Transcriptome cell sparse matrix
ATAC cell sparse matrix
Transcriptome raw sparse matrix
ATAC raw sparse matrix
ATAC per fragment information file
Fragments file index
The bam file of ATAC libiary
ATAC peaks
The bam file of RNA libiary
Matrix in rds format
Final report in html
Quality control information in csv

Algorithms Overview

RNA library analysis

estep1: barcode/UMI extraction

RNA library structure: DDAG_gex

Barcode processing:

The corresponding sequence is extracted based on the structural design. When the extracted barcode sequence is found in the whitelist, it is considered a valid barcode and the read count with valid barcodes is recorded. When the barcode is not found in the whitelist, it is considered an invalid barcode.

TIP

During sequencing process, there is a certain probability that sequencing error occurs. With the presence of a whitelist, SeekArc Tools v1.0.0 are able to do barcode correction. When correction is enabled, if sequences that are one base differ (one humming distance apart) from the invalid barcode appear in the whitelist, we will consider the following circumstances:

If there is one and only sequence exists in the whitelist, we will correct the invalid barcode to the barcode in the whitelist.
If multiple sequences exist in the whitelist, we will correct the invalid barcode to the sequence with the highest read support.

Adapter processing:

In the RNA library, the end of Read2 may contain the reverse complement sequence of 7F, which could be an adapter sequence introduced during library preparation. We remove these contaminating sequences, and the length of the trimmed Read2 needs to be longer than the set minimum length to ensure sufficient information for accurate alignment to the genome. If the length of Read2 after trimming is shorter than the minimum length, we consider this read as an invalid read.

estep2: Alignment

Sequence Alignment

SeekArc Tools v1.0.0 uses an aligner software called STAR to perform splicing-aware alignment of reads to the genome.
After the alignment procedure has mapped the reads to the genome, SeekArc Tools v1.0.0 uses another software called QualiMap along with a gene annotation transcript file GTF to bucket the reads into exonic, intronic, and intergenic regions.
Using featureCounts, the reads aligned to the genome were annotated to genes, with different rules such as strand specificity and features used for annotation. When using exon for annotation, a read is annotated to the corresponding gene if over 50% of its bases are aligned to the exon. When using transcripts for annotation, a read is annotated to the corresponding gene if over 50% of its bases are aligned to the transcript.

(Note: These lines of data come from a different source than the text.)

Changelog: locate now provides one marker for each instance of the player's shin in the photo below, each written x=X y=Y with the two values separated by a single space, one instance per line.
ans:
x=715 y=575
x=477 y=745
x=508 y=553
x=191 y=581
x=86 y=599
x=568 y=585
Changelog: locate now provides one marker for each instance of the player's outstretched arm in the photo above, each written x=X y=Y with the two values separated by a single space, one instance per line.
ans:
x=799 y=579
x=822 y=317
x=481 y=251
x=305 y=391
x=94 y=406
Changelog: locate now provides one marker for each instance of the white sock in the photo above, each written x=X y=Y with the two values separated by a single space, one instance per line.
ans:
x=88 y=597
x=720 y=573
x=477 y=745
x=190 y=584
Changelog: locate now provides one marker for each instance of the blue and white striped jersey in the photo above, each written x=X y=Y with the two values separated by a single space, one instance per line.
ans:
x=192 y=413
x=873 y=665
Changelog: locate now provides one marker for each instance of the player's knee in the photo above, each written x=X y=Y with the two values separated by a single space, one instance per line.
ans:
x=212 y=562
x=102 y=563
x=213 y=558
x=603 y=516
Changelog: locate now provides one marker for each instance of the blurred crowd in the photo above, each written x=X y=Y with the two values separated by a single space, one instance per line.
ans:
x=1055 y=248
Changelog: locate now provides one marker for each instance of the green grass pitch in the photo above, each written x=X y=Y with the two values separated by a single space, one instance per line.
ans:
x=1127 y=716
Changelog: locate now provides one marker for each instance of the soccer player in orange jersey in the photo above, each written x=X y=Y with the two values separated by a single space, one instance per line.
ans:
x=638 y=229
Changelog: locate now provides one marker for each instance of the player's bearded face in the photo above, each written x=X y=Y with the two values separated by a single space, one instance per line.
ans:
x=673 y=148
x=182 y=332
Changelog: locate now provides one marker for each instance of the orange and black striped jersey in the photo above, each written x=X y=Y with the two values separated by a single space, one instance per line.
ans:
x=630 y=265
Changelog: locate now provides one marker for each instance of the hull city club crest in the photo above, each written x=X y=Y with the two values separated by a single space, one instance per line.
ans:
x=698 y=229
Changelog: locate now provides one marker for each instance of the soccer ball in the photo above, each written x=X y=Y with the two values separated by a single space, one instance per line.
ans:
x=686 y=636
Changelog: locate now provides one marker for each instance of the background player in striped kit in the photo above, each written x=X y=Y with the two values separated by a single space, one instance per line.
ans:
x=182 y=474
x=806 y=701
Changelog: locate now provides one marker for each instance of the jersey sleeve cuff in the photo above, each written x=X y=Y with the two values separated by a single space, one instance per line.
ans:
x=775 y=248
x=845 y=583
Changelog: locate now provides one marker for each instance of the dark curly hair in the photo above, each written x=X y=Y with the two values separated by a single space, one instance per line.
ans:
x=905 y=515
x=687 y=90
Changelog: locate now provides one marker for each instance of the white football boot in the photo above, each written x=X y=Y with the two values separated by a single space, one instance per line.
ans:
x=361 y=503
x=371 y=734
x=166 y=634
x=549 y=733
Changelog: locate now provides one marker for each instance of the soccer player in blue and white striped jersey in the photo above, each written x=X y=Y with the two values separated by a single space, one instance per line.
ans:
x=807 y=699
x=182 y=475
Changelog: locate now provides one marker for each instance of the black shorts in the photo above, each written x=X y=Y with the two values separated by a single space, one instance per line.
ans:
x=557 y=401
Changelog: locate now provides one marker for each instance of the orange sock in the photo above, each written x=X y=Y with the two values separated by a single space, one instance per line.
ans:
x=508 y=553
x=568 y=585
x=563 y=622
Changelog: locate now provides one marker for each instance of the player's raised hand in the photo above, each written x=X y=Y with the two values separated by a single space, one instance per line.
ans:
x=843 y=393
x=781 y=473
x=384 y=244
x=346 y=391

After the processing procedure described above, the metrics is shown below:

Reads Mapped to Genome: Fraction of reads that aligned to the genome (including both uniquely mapped reads and multi-mapped reads)
Reads Mapped Confidently to Genome: Fraction of reads that uniquely mapped to the genome
Reads Mapped to Intergenic Regions：Fraction of reads that mapped to intergenic regions
Reads Mapped to Intronic Regions：Fraction of reads that mapped to intronic regions
Reads Mapped to Exonic Regions：Fraction of reads that mapped to exonic regions

estep3: Counting

UMI counting

SeekArc Tools v1.0.0 extracts group of reads that shared the same barcode from output BAM file and counts the number of UMIs annotated to genes and the number of reads corresponding to each UMI.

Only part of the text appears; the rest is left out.